Grâce à la liberté dans les communications, des groupes d’hommes de même nature pourront se réunir et fonder des communautés. Les nations seront dépassées.
Friedrich Nietzsche (Fragments posthumes XIII-883)

De la diffamation ici et ailleurs




Une déclaration est  diffamatoire lorsque le fait, faux, qu'elle établit  est ou par négligence ou intentionnellement communiqué ou publié à l'intention d'un tiers et, ce faisant, nuit ou cause des dommages à l'individu visé.  
Les Anglo-saxons distinguent deux types de diffamation : le libel (écrit) et l'injure (orale).  
Une déclaration est diffamatoire si elle tend à attirer sur un individu visé mépris, haine, ridicule, honte ou déshonneur dans l'esprit de sa communauté. Certaines déclarations sont diffamatoires per se, comme celles qui prétendent que l'individu visé a commis un crime grave, notoire ou immoral, a une maladie terrible ou infectieuse ou est incompétent professionnellement.
L'aspect le plus important d'une déclaration potentiellement diffamatoire est qu'elle prétend établir un fait. Les opinions ne sont pas diffamatoires, on a parfaitement le droit d'exprimer ce que l'on veut sur les autres. "Jean est un imbécile" est une opinion, mais "Jean a pris dans la caisse" est diffamatoire, si c'est faux, et peut nuire à Jean, le faire renvoyer. 
La situation intermédiaire est plus complexe. Dans "Je crois que Jean a pris dans la caisse", le "je crois" transforme-t-il le fait en opinion ? Non, mais l'implication est qu'il est très possible que Jean ait pris une certaine quantité d'argent dans la caisse. Le fait de l'avoir dit implique que vous pensez qu'il peut l'avoir fait et que vous voulez faire savoir à d'autres que Jean a peut-être pris dans la caisse. En un mot, selon ceux à qui vous le dites et selon la manière dont vous le dites, inférer que quelqu'un a fait quelque chose de mal en le formulant comme une opinion peut être diffamatoire.

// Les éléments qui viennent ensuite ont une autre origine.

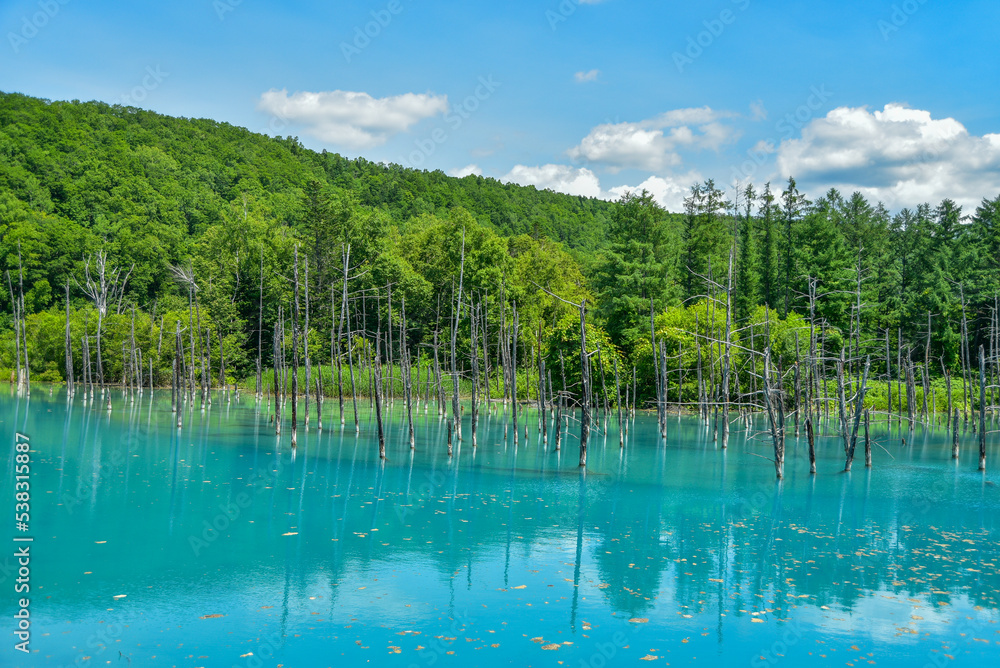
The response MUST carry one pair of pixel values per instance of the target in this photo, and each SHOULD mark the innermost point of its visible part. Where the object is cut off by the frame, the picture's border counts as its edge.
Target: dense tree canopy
(229, 207)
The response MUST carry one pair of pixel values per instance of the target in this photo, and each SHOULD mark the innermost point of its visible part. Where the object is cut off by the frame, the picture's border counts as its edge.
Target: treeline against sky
(229, 207)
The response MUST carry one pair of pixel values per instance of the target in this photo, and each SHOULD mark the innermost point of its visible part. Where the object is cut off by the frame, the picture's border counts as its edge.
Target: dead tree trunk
(474, 345)
(585, 379)
(69, 348)
(618, 403)
(295, 350)
(982, 409)
(377, 393)
(858, 410)
(455, 408)
(775, 415)
(812, 446)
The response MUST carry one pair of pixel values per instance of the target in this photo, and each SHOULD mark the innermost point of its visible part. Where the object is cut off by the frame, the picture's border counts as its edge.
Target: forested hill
(95, 164)
(205, 212)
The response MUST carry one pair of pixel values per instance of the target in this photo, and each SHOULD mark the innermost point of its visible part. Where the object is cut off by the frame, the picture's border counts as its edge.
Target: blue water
(671, 551)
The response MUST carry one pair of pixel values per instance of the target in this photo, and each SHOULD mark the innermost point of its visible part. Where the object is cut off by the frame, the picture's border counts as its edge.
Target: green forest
(128, 220)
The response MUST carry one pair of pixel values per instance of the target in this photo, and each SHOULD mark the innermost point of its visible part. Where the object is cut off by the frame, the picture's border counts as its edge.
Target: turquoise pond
(672, 551)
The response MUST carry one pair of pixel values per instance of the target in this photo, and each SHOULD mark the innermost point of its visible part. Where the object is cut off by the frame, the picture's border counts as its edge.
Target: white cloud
(898, 155)
(354, 120)
(466, 171)
(669, 192)
(653, 144)
(560, 178)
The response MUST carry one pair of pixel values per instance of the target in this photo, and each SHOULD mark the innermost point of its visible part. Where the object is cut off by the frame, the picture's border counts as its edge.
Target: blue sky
(896, 99)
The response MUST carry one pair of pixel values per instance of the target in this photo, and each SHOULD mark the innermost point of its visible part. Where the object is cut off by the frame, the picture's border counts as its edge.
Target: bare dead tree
(104, 286)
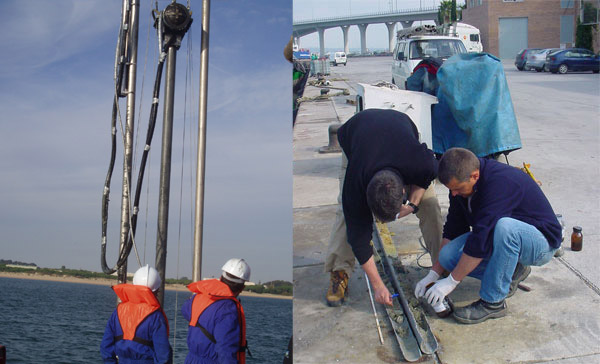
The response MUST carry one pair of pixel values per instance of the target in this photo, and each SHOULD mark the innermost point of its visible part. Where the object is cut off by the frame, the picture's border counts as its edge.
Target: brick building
(508, 26)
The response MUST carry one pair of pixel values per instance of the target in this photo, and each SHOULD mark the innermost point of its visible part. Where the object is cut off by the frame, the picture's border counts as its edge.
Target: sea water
(60, 322)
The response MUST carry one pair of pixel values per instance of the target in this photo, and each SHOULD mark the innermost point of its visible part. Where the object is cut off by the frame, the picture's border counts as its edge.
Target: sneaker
(337, 288)
(480, 311)
(521, 272)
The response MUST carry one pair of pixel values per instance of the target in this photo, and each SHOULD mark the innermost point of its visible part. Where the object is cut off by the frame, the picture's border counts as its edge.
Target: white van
(339, 58)
(410, 50)
(468, 34)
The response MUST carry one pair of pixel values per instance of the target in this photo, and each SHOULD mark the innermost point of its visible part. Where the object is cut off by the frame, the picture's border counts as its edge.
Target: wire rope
(129, 239)
(187, 87)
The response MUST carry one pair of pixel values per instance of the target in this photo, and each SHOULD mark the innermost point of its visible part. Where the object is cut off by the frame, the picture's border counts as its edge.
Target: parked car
(522, 57)
(339, 58)
(572, 59)
(536, 60)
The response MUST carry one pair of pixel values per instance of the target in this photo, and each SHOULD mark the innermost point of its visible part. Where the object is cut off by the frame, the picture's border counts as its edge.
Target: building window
(567, 25)
(567, 4)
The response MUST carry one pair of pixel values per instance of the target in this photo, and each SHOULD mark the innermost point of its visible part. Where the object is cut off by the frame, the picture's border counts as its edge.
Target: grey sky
(56, 99)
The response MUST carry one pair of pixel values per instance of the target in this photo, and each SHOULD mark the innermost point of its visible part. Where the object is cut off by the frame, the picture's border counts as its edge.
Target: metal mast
(176, 20)
(203, 95)
(132, 41)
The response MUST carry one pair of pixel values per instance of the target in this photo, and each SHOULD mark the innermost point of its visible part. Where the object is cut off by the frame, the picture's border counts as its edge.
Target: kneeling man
(499, 223)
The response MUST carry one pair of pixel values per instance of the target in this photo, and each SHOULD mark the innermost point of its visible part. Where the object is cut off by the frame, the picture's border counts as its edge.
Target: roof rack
(425, 29)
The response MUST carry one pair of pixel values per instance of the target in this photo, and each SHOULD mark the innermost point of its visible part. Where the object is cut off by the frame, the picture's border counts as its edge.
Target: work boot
(521, 272)
(480, 311)
(337, 288)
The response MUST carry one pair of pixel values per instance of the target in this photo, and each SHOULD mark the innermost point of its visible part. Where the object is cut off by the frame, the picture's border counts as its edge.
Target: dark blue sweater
(376, 139)
(501, 191)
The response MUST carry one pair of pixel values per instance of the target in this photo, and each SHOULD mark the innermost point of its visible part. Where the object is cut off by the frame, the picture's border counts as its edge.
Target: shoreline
(110, 282)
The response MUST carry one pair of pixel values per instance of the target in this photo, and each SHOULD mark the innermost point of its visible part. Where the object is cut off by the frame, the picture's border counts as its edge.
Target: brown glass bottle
(576, 239)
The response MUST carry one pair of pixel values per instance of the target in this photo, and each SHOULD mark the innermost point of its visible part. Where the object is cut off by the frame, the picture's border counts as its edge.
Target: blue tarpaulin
(475, 110)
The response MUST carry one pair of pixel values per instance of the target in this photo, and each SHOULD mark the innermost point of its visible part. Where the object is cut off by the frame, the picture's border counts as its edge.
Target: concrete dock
(558, 321)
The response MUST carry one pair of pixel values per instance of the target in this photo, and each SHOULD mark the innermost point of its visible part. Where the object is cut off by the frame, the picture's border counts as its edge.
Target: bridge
(404, 17)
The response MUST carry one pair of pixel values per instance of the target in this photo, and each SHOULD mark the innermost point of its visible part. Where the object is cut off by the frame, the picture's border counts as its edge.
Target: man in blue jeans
(499, 223)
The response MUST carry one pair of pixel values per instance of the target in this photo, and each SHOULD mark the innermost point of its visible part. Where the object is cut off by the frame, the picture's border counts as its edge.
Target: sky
(56, 92)
(377, 35)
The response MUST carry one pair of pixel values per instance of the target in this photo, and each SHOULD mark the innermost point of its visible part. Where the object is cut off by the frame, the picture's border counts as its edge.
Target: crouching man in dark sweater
(499, 223)
(382, 159)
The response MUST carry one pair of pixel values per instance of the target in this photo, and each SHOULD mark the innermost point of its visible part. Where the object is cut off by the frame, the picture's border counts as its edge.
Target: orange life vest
(137, 303)
(210, 291)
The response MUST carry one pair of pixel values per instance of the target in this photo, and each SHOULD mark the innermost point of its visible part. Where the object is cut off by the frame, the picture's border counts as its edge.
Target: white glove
(431, 277)
(441, 289)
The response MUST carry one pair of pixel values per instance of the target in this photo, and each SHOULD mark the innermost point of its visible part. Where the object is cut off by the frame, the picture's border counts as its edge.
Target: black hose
(124, 253)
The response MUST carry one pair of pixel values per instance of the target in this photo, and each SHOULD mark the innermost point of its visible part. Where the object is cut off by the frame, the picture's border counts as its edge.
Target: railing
(403, 12)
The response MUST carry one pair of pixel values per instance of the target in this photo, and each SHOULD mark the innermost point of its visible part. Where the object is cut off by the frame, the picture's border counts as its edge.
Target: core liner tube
(124, 254)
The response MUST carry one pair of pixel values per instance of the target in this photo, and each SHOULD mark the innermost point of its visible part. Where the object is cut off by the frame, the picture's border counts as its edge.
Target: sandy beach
(110, 282)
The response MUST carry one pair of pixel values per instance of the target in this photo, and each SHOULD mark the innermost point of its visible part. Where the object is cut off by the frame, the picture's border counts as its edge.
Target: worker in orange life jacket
(217, 325)
(138, 330)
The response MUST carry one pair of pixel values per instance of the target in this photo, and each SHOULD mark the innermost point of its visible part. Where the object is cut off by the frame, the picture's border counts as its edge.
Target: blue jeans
(514, 241)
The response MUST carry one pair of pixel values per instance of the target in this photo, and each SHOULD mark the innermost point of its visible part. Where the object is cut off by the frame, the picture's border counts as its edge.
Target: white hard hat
(238, 269)
(147, 276)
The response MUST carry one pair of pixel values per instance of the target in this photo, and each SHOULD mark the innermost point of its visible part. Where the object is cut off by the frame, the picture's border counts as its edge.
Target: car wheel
(563, 69)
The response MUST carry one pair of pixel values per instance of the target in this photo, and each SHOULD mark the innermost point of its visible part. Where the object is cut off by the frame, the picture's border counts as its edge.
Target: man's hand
(382, 295)
(405, 210)
(435, 295)
(431, 277)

Pour être diffamatoire, une déclaration doit avoir été faite à un tiers. On ne peut être diffamé par une déclaration que quelqu'un a écrite ou dite seulement à vous. 
Faire une déclaration diffamatoire ne vous rend pas automatiquement responsable de diffamation. Il faut encore avoir agi de manière inappropriée d'une façon ou d'une autre. Le critère de conduite retenu dépend de qui a été diffamé. Si c'est un particulier, il faut que le locuteur ait su que la déclaration était fausse et diffamatoire ou ait agi imprudemment sans se préoccuper de savoir si la déclaration était vraie ou fausse ou ait agi de manière négligente, sans vérifier que cette déclaration était vraie. Agir imprudemment sans se soucier de la vérité ou de la fausseté d'une déclaration signifie que le locuteur avait des doutes sérieux sur la véracité de la déclaration, mais a passé outre et l'a proférée en dépit de tout.  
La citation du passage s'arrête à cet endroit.